Qwen3-Embedding-0.6B — Core AI export

Qwen/Qwen3-Embedding-0.6B as a single static Core AI graph for macOS 27 / iOS 27: the full sentence-transformers pipeline (Qwen3-0.6B backbone → last-token pooling → L2 normalize) runs in-graph, so one call returns a normalized, MRL-truncatable 1024-d embedding. Multilingual (incl. Japanese), instruction-aware on-device semantic search / RAG.

This is an encoder — one forward over the (right-padded) input → one pooled vector. No autoregressive loop, no KV cache, no LM head. It runs as a plain .aimodel via AIModel.run (like the vision encoders), not the pipelined generate engine.

Graph contract

	name	shape	dtype
input	`input_ids`	[1, 512]	int32 (right-padded; pad id 151643)
input	`attention_mask`	[1, 512]	int32 (1 = real token, 0 = padding)
output	`embedding`	[1, 1024]	fp16, L2-normalized

The grid (512) is an export-time choice — a smaller grid is proportionally faster for short queries. Last-token pooling under the causal mask is right-pad safe (real tokens never attend to trailing pads), so the host just right-pads to the grid.

Host recipe (everything else is in-graph)

Query → prepend the instruction prefix: Instruct: Given a web search query, retrieve relevant passages that answer the query\nQuery: Document → no prefix.
Tokenize, right-pad to 512 (truncate longer text). Run → 1024-d unit vector.
Similarity = cosine = dot product (vectors are unit-norm).
Matryoshka (MRL): to shrink, take the first D dims (32 ≤ D ≤ 1024) and re-L2-normalize on the host.
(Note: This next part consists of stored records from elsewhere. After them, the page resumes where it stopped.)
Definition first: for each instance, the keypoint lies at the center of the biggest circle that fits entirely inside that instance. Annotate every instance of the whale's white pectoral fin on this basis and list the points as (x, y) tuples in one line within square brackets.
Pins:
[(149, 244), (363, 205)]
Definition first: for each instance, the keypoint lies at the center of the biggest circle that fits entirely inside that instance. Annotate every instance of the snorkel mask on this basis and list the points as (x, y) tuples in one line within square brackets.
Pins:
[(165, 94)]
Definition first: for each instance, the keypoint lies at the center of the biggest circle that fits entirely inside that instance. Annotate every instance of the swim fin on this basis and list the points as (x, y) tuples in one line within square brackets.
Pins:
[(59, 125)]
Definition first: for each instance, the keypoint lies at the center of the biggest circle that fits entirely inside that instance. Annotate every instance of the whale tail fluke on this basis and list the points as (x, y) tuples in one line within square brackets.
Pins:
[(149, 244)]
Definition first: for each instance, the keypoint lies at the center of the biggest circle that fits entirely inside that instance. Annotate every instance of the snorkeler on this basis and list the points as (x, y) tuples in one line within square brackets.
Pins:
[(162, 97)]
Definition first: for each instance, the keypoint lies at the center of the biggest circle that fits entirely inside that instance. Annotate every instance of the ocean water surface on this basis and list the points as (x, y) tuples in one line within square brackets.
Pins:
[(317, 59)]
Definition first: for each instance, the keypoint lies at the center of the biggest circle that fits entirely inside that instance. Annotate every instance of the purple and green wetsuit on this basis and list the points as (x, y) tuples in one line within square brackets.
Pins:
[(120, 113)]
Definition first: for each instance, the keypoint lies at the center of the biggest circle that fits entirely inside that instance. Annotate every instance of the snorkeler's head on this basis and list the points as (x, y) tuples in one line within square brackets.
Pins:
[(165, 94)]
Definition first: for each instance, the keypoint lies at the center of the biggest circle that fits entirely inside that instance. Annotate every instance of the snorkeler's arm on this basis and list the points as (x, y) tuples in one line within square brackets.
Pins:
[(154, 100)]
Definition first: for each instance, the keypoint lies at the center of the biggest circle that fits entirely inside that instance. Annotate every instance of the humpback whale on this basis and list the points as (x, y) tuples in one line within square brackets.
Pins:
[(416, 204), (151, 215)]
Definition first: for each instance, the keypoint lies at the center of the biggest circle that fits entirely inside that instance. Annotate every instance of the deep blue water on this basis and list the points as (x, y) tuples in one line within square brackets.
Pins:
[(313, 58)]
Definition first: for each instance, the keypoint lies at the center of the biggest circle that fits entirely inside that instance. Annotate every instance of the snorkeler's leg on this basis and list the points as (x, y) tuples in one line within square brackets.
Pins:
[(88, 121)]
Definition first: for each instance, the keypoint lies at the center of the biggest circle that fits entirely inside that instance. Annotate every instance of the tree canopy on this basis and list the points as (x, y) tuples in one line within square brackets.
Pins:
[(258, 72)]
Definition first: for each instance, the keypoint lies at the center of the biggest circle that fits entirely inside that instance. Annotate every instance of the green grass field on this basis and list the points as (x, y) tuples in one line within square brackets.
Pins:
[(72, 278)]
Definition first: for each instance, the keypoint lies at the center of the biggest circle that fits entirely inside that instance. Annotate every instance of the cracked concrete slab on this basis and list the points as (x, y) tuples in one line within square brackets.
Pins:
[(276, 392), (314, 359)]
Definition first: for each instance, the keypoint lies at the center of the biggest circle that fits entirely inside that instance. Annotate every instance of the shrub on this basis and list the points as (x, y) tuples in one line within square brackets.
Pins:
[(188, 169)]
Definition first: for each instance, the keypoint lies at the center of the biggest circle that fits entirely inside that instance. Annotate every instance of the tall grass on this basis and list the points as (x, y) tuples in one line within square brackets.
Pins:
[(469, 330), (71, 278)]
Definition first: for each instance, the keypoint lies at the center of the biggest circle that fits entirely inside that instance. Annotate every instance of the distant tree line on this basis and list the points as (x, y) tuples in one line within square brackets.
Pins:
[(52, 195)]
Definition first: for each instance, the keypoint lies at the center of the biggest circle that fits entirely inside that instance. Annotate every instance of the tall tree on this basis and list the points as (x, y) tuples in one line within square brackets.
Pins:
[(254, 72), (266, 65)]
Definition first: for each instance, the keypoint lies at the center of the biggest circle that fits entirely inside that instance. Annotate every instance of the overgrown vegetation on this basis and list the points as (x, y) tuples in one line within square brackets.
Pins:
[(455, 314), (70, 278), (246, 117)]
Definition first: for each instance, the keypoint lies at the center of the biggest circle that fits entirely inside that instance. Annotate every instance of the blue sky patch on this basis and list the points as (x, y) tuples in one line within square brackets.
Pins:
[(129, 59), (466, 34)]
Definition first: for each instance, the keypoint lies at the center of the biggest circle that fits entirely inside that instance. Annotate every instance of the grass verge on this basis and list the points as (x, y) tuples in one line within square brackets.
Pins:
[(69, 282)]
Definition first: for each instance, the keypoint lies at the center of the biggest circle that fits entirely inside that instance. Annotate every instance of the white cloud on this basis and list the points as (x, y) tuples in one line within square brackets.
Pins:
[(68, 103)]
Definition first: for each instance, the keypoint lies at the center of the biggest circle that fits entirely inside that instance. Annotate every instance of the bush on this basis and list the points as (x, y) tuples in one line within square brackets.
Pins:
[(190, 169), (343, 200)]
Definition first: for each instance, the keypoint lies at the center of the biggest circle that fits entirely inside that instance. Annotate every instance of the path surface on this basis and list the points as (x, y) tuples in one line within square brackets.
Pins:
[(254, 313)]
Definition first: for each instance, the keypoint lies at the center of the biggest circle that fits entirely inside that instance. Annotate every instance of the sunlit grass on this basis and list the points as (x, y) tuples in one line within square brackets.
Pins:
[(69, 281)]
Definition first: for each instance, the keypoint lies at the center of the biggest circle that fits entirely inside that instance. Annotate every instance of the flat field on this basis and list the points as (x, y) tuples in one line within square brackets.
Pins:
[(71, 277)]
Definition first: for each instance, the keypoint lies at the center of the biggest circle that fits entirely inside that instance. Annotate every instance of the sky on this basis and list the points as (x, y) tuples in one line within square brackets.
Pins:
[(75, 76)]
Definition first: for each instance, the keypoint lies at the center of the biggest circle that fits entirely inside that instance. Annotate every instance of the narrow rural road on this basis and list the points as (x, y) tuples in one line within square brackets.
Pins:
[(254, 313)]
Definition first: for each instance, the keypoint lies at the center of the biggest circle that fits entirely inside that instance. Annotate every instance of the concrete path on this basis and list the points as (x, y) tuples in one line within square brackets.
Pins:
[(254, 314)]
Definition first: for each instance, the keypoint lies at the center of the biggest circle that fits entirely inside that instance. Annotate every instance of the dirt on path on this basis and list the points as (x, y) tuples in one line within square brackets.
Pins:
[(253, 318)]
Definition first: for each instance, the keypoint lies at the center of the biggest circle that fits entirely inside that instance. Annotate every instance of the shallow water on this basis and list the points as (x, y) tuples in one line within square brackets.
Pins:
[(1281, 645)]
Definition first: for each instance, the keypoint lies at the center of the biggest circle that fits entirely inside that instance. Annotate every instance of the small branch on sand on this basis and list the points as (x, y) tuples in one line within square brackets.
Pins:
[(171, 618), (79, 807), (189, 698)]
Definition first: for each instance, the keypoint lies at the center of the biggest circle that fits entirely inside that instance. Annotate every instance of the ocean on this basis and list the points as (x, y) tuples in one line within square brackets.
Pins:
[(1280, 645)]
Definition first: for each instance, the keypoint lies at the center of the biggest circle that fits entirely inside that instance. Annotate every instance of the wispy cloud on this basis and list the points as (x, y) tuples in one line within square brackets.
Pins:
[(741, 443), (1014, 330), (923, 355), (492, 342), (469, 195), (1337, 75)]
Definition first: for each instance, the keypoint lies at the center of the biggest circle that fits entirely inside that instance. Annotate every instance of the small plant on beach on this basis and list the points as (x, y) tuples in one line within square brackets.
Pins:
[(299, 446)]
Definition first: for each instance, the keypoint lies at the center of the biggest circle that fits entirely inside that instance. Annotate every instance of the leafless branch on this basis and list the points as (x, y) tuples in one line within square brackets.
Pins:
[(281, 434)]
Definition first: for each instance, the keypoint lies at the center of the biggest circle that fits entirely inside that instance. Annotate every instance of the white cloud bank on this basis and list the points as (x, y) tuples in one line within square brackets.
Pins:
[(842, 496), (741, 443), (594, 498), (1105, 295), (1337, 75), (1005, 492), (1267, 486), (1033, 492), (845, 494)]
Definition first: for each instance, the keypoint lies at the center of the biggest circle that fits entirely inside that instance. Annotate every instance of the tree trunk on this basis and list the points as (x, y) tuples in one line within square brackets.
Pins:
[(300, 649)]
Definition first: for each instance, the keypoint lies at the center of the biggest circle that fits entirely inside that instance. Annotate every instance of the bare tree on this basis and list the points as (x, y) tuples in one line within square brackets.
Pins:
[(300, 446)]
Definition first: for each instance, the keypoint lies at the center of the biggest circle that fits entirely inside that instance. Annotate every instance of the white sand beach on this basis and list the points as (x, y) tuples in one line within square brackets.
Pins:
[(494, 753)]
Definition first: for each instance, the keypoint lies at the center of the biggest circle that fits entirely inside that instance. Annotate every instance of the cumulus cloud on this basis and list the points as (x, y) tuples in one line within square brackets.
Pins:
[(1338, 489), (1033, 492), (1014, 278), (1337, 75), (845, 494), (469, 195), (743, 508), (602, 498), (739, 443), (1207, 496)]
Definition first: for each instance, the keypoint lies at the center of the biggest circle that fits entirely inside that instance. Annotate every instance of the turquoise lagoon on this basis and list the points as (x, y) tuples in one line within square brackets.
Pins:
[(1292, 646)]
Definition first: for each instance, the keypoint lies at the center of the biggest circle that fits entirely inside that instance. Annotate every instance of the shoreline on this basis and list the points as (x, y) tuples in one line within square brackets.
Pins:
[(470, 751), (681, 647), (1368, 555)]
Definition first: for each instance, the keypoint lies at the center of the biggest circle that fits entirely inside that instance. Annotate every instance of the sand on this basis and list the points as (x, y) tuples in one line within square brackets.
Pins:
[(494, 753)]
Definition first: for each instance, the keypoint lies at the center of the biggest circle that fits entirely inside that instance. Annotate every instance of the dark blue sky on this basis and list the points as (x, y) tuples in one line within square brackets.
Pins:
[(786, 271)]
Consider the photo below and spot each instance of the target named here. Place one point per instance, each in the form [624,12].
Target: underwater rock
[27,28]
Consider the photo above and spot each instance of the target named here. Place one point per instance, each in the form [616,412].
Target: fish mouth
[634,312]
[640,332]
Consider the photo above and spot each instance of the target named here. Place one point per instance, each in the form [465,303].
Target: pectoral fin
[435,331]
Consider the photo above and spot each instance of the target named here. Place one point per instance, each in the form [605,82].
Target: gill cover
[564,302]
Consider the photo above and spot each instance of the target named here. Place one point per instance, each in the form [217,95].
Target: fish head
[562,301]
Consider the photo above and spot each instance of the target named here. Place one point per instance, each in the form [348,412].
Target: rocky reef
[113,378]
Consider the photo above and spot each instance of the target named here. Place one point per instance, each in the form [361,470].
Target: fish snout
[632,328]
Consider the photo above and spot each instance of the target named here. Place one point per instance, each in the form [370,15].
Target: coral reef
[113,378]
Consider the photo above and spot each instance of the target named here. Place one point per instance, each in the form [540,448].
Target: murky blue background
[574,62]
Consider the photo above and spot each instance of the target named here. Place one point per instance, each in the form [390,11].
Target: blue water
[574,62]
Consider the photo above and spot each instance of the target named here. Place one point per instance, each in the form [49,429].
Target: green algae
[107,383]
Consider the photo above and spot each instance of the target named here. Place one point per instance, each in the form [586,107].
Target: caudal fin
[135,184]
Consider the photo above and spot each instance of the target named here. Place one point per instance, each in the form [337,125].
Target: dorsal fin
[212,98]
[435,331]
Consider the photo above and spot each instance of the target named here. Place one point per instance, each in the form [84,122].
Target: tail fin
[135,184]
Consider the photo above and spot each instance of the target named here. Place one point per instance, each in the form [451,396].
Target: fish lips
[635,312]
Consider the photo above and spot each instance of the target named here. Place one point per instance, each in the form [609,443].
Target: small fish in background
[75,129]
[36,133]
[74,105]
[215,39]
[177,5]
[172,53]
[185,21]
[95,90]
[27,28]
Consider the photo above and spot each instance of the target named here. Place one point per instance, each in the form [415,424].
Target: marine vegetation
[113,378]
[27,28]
Rankings are preserved down to 256; verified to 128.

# Core AI runtime (Python), GPU delegate
import coreai.runtime as rt, numpy as np
from transformers import AutoTokenizer

tok = AutoTokenizer.from_pretrained("tokenizer")
m = await rt.AIModel.load("qwen3-embedding-0.6b_float16_s512_static.aimodel",
        rt.SpecializationOptions.from_preferred_compute_unit_kind(rt.ComputeUnitKind.gpu()))
fn = m.load_function("main")

def embed(text, is_query):
    prefix = ("Instruct: Given a web search query, retrieve relevant passages that "
              "answer the query\nQuery:") if is_query else ""
    enc = tok(prefix + text, padding="max_length", truncation=True, max_length=512,
              return_tensors="np", padding_side="right")
    res = await fn({"input_ids": rt.NDArray(enc["input_ids"].astype(np.int32)),
                    "attention_mask": rt.NDArray(enc["attention_mask"].astype(np.int32))})
    return res["embedding"].numpy()[0]   # [1024], unit-norm

Swift — CoreAIKit

Downloads this repo on first use and applies the prompts in-process:

import CoreAIKitEmbeddings

let embedder = try await TextEmbedder(model: .qwen3Embedding0_6B, prompts: .qwen3Embedding)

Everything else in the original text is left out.